68. ‘All is a case,’ all the same. A case—that which falls, comes, or happens; an event. See Blackie’s Imperial Dictionary.—Ed.
69. ‘Baulks,’ missing, omitting, leaving untouched. ‘This was looked for at your hand, and this was baulked; the double gill of this opportunity you let time wash off, and you are now sailed into the north of my lady’s opinion; where you will hang like an icicle on a Dutchman’s beard.’—Twelfth Night, Act iii. Scene 2; and Imperial Dictionary.—Ed.

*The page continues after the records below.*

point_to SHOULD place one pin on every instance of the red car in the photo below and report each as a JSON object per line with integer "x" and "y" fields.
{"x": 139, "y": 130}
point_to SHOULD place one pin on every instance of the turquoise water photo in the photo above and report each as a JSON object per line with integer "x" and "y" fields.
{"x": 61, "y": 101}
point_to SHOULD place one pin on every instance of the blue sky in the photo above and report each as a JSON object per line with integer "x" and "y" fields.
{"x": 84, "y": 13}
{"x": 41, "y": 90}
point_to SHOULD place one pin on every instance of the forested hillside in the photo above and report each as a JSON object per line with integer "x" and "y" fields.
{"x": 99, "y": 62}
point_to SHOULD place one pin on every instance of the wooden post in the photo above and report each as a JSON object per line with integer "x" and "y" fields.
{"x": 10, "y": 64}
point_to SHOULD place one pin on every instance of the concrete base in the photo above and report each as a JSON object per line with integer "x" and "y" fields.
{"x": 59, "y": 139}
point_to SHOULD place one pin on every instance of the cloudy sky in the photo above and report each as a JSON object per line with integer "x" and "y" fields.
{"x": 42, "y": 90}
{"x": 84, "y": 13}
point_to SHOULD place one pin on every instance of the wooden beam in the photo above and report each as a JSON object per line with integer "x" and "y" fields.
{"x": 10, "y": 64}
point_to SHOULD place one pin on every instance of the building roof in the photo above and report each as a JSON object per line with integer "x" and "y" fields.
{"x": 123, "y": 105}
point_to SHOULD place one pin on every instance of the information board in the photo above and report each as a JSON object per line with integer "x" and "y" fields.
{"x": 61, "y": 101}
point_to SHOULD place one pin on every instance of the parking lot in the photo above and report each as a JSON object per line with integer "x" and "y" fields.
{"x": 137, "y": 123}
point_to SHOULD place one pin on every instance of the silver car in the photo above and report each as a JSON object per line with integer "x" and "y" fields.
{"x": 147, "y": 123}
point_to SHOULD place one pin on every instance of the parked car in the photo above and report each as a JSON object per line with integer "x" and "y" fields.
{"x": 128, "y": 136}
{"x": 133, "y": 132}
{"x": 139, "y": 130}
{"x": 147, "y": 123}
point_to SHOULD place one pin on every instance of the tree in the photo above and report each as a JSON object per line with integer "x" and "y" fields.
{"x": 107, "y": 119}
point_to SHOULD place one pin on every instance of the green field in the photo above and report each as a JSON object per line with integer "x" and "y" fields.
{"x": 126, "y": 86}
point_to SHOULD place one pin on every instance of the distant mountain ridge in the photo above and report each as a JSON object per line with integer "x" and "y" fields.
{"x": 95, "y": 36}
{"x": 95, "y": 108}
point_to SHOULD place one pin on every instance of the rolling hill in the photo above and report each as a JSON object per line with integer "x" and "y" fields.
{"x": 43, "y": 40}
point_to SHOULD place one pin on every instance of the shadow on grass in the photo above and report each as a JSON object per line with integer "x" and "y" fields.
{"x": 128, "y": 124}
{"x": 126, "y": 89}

70. ‘Above five year and a quarter’ are the words in the first edition, 1666. His imprisonment commenced November 1660; the order for his release bears date September 13, 1672, but it was some months before he was discharged.—Ed.
71. Angel visits may be expected when Antichrist persecutes the Christian to bonds and imprisonment. An angel released Peter from prison; angels revealed to John, when exiled to Patmos, the wonders of his book of Revelation. The Lord of angels, the angel of the covenant, communes with Bunyan in his dungeon, and converts it into a Bethel to his soul; and this, for refusing obedience to the laws of his country, because those laws violated God’s prerogative, and impiously dared to assume authority which belongs exclusively to the Almighty. They remain to this day a disgrace to our statutes, but are never enforced.—Ed.
72. Bunyan did well to prepare for the worst. He must have been familiar with the horrid cruelties practiced upon Dr. Leighton by that fiend in human shape, Archbishop Laud. The pious and learned doctor was caught in Bedfordshire; and the story of his unparalleled sufferings strengthened the Roundheads to deeds of valour, in putting an end to such diabolical cruelties. The spirit of the charges against him were his saying that no king may make laws in the house of God; and that the bishops were ravens and magpies that prey upon the state. His sufferings are narrated in Brooke’s Puritans, vol. ii. p. 478.—Ed.
73. ‘Tuition’ was altered to ‘care’ in later editions.—Ed.
74. i.e., My profession—the soul, shrinking from pain, moving him one way, and his profession another.—Ed.